The Charlotte students said they noticed stark differences between U.S. classrooms and classrooms in Senegal. Senegal room setups were simple, for example: Only desks, chalkboards and notebooks. Classrooms also seemed more relaxed, Julie said. Teachers would shift in and out of classrooms while students were working, and students spent lots of time working in groups. The teens said school attendance didnt seem to be enforced: In the middle of the day, they saw children of all ages begging in the streets for money to support their families. UNICEF calculates the primary school attendance rate for Senegal at less than 60 percent.
From birth, we are put into the education system, Anjelica said. We take what we have for granted.
Bernie and his partner were in charge of 100 children younger than 4. I taught a bunch of kids the Macarena, Bernie said, laughing. He also spent hours teaching artwork and coloring with kids.
I really became thankful for what I was given growing up, he said. When I turned 16, I was given a car, but (Senegalese) have to walk across the city to go anywhere. Ive had a great home my entire life. I went to school, then college. I havent really had to worry about anything. But they worry all the time.
Most students agreed that the most challenging aspect of the trip involved communication. The older kids in the school spoke Wolof and French, Burton said. It was hard to figure out what they were saying.
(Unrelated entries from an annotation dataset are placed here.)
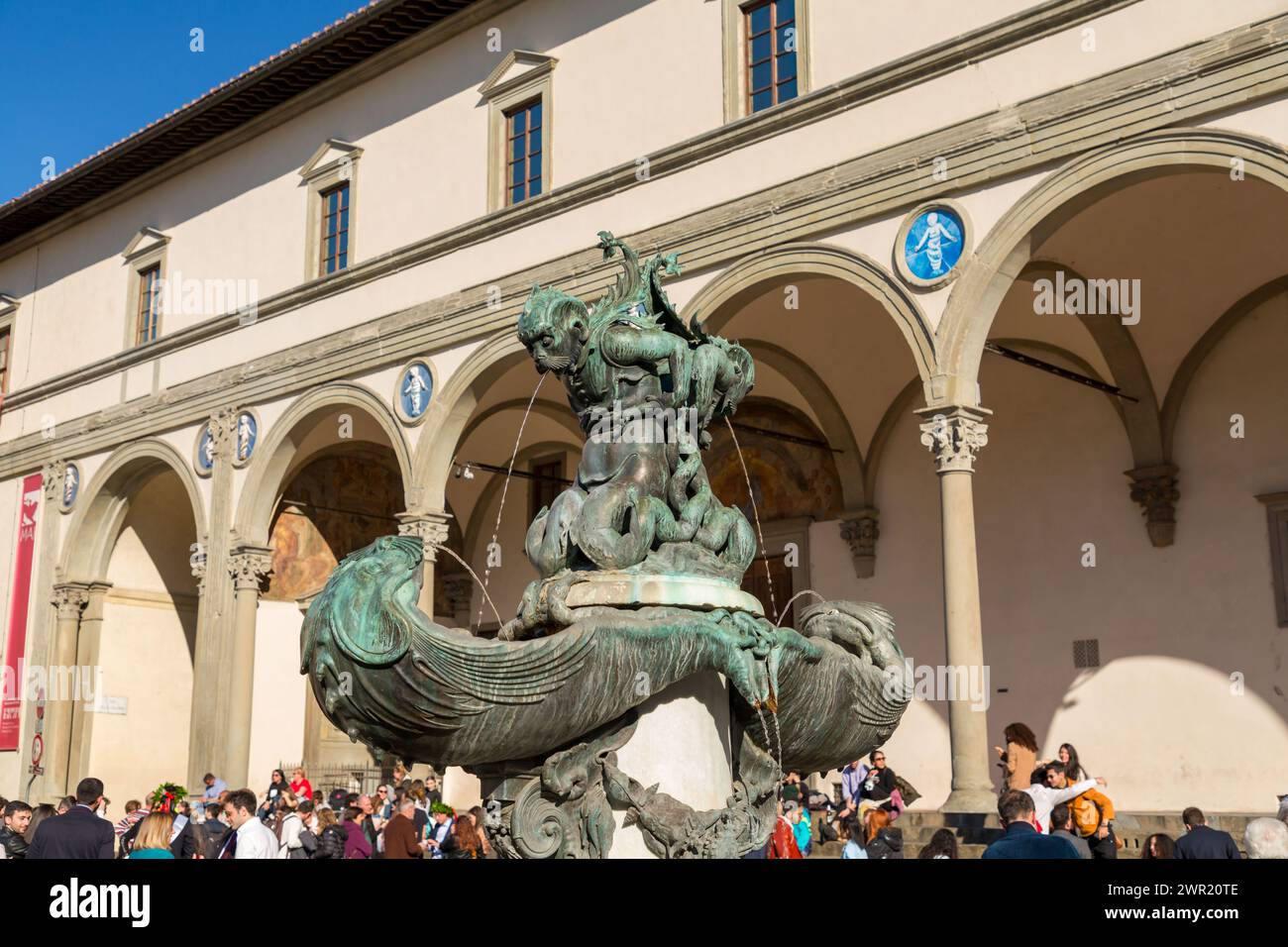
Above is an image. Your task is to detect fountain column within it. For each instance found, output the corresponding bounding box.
[917,406,997,813]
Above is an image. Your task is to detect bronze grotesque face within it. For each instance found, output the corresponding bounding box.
[519,286,590,376]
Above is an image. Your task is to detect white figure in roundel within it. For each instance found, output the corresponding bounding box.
[237,415,252,460]
[912,211,957,273]
[403,365,429,417]
[63,467,80,506]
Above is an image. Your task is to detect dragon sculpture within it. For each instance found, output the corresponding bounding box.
[300,232,910,858]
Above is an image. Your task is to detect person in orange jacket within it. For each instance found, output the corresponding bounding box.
[1046,763,1118,858]
[765,798,803,858]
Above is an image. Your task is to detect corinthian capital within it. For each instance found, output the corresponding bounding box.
[917,406,992,473]
[51,582,89,621]
[210,407,237,460]
[228,546,273,591]
[841,506,881,579]
[40,460,67,502]
[1126,464,1181,549]
[398,510,452,562]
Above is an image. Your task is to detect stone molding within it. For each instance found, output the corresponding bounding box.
[49,582,89,621]
[1125,464,1181,549]
[917,406,993,474]
[0,14,1288,478]
[5,0,1179,422]
[228,546,273,592]
[398,510,452,562]
[841,506,881,579]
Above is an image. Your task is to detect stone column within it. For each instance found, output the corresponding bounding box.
[841,506,881,579]
[398,510,452,618]
[188,407,241,789]
[44,582,89,797]
[1126,464,1181,549]
[223,546,273,788]
[918,407,997,813]
[27,460,69,805]
[67,582,112,795]
[443,573,474,629]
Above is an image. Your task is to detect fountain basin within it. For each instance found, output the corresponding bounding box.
[566,573,765,617]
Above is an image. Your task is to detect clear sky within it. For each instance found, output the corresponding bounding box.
[0,0,365,204]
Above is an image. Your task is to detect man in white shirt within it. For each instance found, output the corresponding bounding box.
[219,789,279,858]
[1024,770,1105,835]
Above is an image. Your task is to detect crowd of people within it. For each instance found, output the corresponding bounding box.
[0,723,1288,860]
[983,723,1288,858]
[0,767,494,860]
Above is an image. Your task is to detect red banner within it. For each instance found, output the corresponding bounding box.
[0,474,42,751]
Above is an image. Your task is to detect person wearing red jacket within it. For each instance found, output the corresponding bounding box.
[765,798,802,858]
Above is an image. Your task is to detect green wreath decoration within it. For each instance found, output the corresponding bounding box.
[149,783,188,811]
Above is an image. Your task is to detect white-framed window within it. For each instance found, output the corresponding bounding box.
[1257,491,1288,627]
[300,138,362,279]
[121,227,170,348]
[722,0,808,121]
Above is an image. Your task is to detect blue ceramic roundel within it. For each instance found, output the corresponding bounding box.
[398,362,434,420]
[903,206,965,281]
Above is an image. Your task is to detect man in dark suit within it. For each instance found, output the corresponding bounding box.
[980,789,1078,860]
[27,777,116,858]
[1176,805,1243,858]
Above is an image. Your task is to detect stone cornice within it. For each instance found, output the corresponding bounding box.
[0,14,1288,476]
[0,0,1140,408]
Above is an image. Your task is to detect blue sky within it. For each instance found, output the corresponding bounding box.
[0,0,365,202]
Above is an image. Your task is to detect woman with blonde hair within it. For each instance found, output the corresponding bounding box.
[313,809,345,860]
[867,809,903,858]
[993,723,1038,792]
[129,811,174,858]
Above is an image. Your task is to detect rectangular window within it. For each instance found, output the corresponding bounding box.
[742,554,796,627]
[318,183,349,275]
[505,99,544,205]
[743,0,800,115]
[528,458,564,522]
[134,263,161,346]
[0,326,13,394]
[1257,493,1288,627]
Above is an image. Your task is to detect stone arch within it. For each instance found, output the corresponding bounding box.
[409,330,536,510]
[461,432,581,562]
[684,244,935,381]
[934,128,1288,406]
[59,438,206,581]
[1020,261,1169,468]
[236,381,416,545]
[1160,275,1288,458]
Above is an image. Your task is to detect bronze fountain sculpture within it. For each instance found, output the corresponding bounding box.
[301,233,910,858]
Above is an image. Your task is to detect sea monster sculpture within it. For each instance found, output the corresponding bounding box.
[301,232,910,858]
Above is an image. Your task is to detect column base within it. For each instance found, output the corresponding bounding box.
[608,672,733,858]
[939,789,997,814]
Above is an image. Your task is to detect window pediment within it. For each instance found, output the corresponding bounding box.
[480,49,559,99]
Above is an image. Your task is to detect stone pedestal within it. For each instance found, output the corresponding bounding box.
[608,673,733,858]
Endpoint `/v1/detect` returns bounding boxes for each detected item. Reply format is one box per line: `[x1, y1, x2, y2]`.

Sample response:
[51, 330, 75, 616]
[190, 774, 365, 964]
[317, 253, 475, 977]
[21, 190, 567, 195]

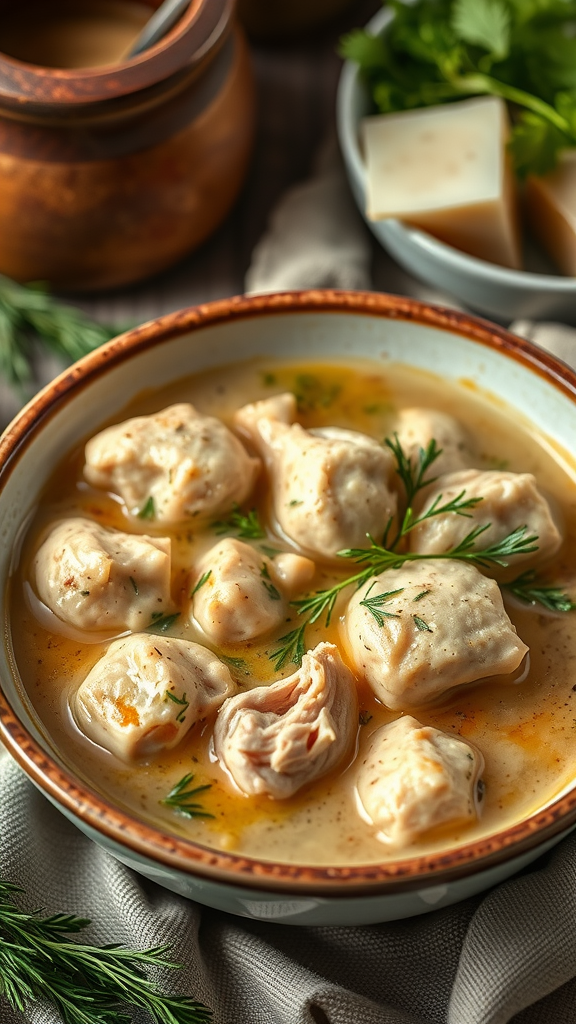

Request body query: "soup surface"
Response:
[0, 0, 153, 68]
[9, 360, 576, 865]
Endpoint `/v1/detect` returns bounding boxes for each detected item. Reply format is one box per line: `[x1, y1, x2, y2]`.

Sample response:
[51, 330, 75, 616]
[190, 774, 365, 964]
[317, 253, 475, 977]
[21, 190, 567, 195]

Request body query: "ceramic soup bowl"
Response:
[0, 291, 576, 925]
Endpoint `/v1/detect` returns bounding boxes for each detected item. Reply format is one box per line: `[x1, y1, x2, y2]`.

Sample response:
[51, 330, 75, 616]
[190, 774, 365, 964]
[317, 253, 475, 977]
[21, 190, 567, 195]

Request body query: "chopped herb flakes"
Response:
[190, 569, 212, 597]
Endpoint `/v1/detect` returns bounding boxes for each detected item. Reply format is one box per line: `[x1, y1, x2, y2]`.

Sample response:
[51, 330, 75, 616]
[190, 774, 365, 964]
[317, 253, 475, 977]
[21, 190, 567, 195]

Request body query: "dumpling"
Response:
[390, 408, 474, 480]
[410, 469, 562, 565]
[33, 518, 170, 631]
[72, 633, 236, 761]
[192, 538, 315, 645]
[343, 559, 528, 711]
[235, 394, 397, 560]
[84, 403, 260, 523]
[214, 643, 358, 800]
[357, 715, 484, 849]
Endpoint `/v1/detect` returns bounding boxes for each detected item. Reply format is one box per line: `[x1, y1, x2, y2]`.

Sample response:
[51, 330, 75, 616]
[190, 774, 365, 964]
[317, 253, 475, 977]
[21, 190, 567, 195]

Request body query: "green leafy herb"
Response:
[360, 580, 404, 627]
[190, 569, 212, 597]
[412, 615, 434, 633]
[213, 505, 265, 540]
[148, 611, 180, 633]
[269, 620, 310, 672]
[0, 880, 211, 1024]
[138, 495, 156, 519]
[161, 774, 214, 818]
[260, 562, 282, 601]
[164, 690, 190, 722]
[0, 274, 118, 387]
[501, 569, 576, 612]
[340, 0, 576, 177]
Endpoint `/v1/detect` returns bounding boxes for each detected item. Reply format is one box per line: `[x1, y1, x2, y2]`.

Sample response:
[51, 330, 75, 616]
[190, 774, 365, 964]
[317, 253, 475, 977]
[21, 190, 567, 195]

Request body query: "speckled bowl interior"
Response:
[0, 292, 576, 924]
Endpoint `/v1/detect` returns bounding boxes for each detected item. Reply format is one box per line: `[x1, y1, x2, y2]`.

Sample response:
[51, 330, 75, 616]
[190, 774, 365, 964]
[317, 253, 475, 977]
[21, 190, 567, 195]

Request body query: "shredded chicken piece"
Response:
[84, 403, 260, 523]
[410, 469, 562, 575]
[192, 538, 315, 644]
[73, 633, 236, 761]
[357, 715, 484, 849]
[390, 407, 474, 479]
[343, 559, 528, 711]
[33, 518, 170, 631]
[214, 643, 358, 800]
[235, 394, 396, 560]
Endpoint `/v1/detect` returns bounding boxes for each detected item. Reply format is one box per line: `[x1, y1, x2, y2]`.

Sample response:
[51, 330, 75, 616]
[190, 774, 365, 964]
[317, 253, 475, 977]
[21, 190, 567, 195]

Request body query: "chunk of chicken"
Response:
[192, 538, 315, 644]
[84, 403, 260, 523]
[410, 469, 562, 574]
[73, 633, 236, 761]
[390, 408, 474, 479]
[343, 559, 528, 711]
[235, 394, 396, 560]
[33, 518, 170, 631]
[214, 643, 358, 800]
[357, 715, 484, 849]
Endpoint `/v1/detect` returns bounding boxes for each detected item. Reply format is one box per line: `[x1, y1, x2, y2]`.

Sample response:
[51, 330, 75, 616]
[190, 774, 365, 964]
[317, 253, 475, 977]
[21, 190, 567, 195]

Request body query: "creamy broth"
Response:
[10, 360, 576, 865]
[0, 0, 153, 68]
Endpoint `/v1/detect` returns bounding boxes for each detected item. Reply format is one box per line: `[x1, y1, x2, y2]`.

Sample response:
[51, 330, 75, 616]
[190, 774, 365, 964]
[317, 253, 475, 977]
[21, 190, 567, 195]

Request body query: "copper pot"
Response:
[0, 0, 254, 290]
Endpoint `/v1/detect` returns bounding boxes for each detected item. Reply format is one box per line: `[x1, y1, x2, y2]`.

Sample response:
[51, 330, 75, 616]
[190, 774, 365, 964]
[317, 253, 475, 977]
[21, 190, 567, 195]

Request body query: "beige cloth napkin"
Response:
[0, 161, 576, 1024]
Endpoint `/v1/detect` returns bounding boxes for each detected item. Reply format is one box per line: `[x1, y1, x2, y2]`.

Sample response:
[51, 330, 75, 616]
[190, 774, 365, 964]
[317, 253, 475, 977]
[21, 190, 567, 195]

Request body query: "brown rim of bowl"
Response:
[0, 0, 234, 107]
[0, 290, 576, 897]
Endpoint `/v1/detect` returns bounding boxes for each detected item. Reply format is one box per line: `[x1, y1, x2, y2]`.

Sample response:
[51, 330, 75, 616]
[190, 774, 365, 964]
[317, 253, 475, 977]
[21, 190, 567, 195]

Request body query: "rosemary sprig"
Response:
[0, 880, 211, 1024]
[161, 773, 214, 818]
[0, 274, 118, 387]
[212, 503, 266, 540]
[501, 569, 576, 612]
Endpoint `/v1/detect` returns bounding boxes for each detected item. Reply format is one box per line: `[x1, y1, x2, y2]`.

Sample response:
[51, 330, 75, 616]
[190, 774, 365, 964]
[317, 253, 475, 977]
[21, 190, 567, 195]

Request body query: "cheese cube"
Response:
[526, 150, 576, 275]
[361, 96, 521, 267]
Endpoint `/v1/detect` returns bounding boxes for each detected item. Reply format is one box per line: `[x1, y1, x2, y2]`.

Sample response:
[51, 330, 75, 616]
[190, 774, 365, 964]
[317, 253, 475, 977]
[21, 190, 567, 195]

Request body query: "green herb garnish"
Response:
[0, 274, 118, 387]
[190, 569, 212, 597]
[340, 0, 576, 177]
[500, 569, 576, 612]
[0, 880, 211, 1024]
[160, 774, 214, 818]
[164, 690, 190, 722]
[148, 611, 180, 633]
[137, 495, 156, 519]
[212, 505, 266, 540]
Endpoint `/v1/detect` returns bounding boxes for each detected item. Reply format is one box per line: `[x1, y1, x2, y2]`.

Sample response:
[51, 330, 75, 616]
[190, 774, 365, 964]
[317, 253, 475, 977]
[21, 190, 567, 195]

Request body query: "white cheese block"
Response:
[526, 150, 576, 275]
[361, 96, 521, 267]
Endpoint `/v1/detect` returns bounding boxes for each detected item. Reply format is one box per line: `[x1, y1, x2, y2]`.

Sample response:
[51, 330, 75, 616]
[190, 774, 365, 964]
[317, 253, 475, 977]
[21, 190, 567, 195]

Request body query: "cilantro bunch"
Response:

But they did discover that drawing and dancing are universal languages, Anjelica said.
While in Dakar, the students also went to historic sites, visiting Goree Island, a port for slave trade to the Americas from Africa. They bargained in local markets and participated in traditional songs and dances with Senegalese YMCA staff members.
Before the trip, the YMCA youth had helped with fundraising events aimed at helping the Senegal YMCA, and were able to donate $6,000, Murray said.
Anjelica said she learned how valuable it can be to lend a hand to another: Somewhere else, somebody is struggling.